ABOUT THE STORY Mankind has never known as much about its own past as it does today. But intriguing gaps persist everywhere in the stories of nations, groups and individual human beings. When it comes to thinking about what we do not know about the lives of the great, to the educated speculation of biographers we should sometimes add the educated imagination of fiction writers.
We know, for instance, that before Joseph Conrad attained fame as a writer, he spent many years in ports around the world as a sailor. One of his stops in the 1880s was in Calcutta, coming off a ship called the Tilkhurst. Who did he meet there? How did his experience inform his political outlook and his style? In Tanuj Solanki’s intriguing and often ingenious story, the young Conrad walks through the streets of this strange oriental city, seeking connections and insights that his more complacent English colleagues disdain. He knows, already, that he wants to be a writer; more confusingly, even to himself, he wants to write in English. On his walks, he runs into another man who seems to be wrestling with similar dilemmas, both as a colonial subject and as an aspiring writer in the language of the coloniser. His name? Rabindranath Thakur.

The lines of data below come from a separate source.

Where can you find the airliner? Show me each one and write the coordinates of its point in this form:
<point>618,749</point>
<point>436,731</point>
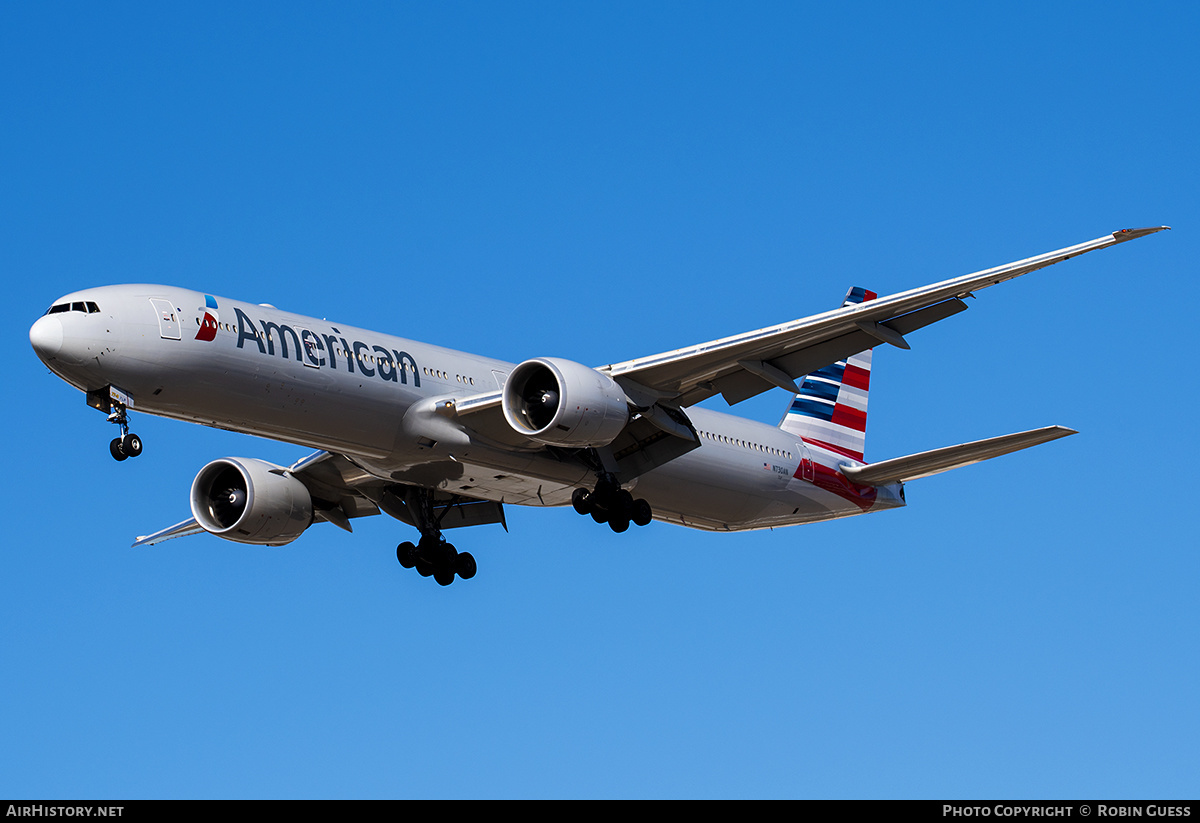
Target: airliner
<point>444,439</point>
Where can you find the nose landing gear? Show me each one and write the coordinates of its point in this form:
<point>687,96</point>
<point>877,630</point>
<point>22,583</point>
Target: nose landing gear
<point>115,403</point>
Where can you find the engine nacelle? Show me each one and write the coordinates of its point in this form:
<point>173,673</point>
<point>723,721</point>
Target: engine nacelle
<point>251,502</point>
<point>564,403</point>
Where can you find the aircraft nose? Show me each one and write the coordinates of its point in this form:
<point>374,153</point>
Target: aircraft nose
<point>46,336</point>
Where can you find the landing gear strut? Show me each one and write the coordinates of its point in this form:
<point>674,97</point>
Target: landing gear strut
<point>127,444</point>
<point>611,504</point>
<point>432,556</point>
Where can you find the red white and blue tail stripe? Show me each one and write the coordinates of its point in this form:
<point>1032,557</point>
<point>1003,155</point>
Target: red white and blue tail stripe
<point>831,409</point>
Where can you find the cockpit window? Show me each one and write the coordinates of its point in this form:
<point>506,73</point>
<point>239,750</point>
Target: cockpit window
<point>87,307</point>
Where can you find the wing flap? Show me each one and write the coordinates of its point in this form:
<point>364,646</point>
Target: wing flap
<point>925,463</point>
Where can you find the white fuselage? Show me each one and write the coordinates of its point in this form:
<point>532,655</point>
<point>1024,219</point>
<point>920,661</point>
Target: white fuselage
<point>369,396</point>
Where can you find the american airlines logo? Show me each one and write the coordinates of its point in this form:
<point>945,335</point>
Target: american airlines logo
<point>321,350</point>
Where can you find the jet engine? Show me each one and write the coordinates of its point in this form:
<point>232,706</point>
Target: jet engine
<point>251,502</point>
<point>564,403</point>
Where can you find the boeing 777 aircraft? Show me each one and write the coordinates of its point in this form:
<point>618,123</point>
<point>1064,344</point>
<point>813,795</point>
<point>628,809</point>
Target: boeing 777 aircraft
<point>442,439</point>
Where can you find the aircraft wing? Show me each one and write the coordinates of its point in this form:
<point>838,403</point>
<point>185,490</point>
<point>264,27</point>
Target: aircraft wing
<point>927,463</point>
<point>749,364</point>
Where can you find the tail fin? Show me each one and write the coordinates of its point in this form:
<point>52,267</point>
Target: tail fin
<point>831,409</point>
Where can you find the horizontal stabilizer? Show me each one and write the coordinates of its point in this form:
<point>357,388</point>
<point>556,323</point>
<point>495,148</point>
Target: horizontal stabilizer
<point>927,463</point>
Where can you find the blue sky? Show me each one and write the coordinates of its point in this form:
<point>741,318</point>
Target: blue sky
<point>600,181</point>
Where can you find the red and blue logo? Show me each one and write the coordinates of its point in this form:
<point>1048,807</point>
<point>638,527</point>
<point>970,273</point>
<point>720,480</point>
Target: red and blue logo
<point>209,324</point>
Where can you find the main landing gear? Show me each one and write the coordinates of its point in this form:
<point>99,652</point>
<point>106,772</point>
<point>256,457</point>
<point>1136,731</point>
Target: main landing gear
<point>611,504</point>
<point>432,556</point>
<point>129,444</point>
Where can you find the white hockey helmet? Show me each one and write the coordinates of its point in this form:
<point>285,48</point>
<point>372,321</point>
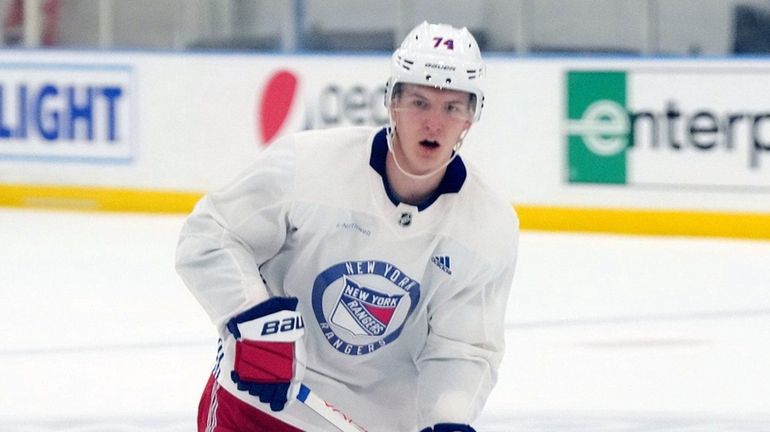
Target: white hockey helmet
<point>440,56</point>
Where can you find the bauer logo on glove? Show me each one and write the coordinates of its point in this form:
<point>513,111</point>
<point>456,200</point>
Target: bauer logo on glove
<point>269,351</point>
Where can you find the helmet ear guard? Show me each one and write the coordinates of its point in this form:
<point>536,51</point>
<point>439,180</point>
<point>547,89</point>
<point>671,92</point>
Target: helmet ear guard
<point>439,56</point>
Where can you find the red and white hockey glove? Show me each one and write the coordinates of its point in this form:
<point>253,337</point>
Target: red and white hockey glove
<point>449,427</point>
<point>269,351</point>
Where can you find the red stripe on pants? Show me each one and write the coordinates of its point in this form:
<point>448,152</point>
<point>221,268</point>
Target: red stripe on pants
<point>219,411</point>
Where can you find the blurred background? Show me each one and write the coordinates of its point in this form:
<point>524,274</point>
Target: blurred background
<point>641,300</point>
<point>629,27</point>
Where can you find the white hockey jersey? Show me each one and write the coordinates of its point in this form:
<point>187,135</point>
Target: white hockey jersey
<point>403,305</point>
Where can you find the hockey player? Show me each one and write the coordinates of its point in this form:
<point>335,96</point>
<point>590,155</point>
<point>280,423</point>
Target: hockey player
<point>371,264</point>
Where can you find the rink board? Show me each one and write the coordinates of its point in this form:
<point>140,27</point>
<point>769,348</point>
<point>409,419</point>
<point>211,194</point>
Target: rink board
<point>667,146</point>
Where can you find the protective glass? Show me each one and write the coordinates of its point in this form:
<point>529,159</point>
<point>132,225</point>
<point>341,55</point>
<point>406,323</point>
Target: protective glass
<point>418,105</point>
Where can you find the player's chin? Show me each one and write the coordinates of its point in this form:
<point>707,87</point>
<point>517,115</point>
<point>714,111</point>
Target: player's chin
<point>432,145</point>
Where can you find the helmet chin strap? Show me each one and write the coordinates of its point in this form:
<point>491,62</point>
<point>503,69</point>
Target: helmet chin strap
<point>390,138</point>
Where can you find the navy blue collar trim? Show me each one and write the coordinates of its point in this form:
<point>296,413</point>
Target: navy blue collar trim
<point>451,183</point>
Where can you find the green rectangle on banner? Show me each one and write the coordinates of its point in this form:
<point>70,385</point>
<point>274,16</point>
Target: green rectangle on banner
<point>598,131</point>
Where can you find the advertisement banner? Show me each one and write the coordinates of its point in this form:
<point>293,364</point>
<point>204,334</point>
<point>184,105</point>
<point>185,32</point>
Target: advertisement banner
<point>66,111</point>
<point>678,128</point>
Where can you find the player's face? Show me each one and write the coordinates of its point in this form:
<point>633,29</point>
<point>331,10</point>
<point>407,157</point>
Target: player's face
<point>429,122</point>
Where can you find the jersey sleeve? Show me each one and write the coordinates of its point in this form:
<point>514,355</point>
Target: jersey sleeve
<point>231,232</point>
<point>465,344</point>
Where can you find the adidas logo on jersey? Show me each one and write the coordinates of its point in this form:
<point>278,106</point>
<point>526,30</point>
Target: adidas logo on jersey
<point>442,262</point>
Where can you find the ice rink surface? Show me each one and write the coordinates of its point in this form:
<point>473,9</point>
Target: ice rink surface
<point>604,332</point>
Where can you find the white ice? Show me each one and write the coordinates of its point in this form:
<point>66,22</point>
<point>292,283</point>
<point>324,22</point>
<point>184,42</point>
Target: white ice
<point>604,333</point>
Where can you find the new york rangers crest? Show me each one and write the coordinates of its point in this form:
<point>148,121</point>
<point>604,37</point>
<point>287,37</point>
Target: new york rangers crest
<point>361,306</point>
<point>364,311</point>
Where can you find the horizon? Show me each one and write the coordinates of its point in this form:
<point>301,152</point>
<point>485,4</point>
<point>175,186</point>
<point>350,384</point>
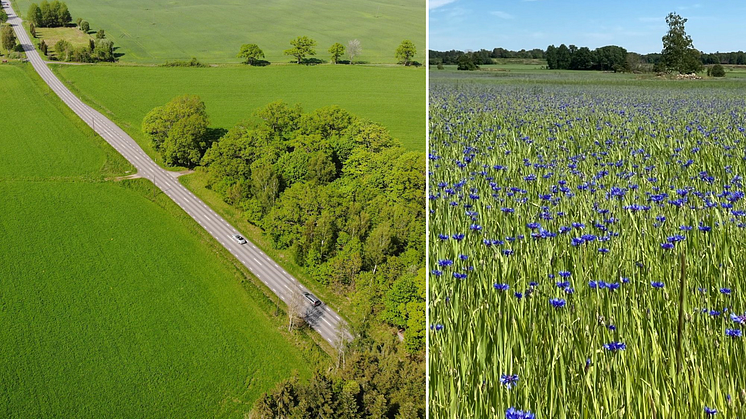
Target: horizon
<point>637,26</point>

What do these two men think of each other’s situations in life, language and literature? Solanki is not afraid of showing up either man as slightly pretentious (“Józef wanted to include all the heavy words he had acquired from poring over heavy English dictionaries”), but their shared insecurities seem to form an advance map of postcolonial literature, illuminating not just their respective characters but that of the very civilisations to which they belong.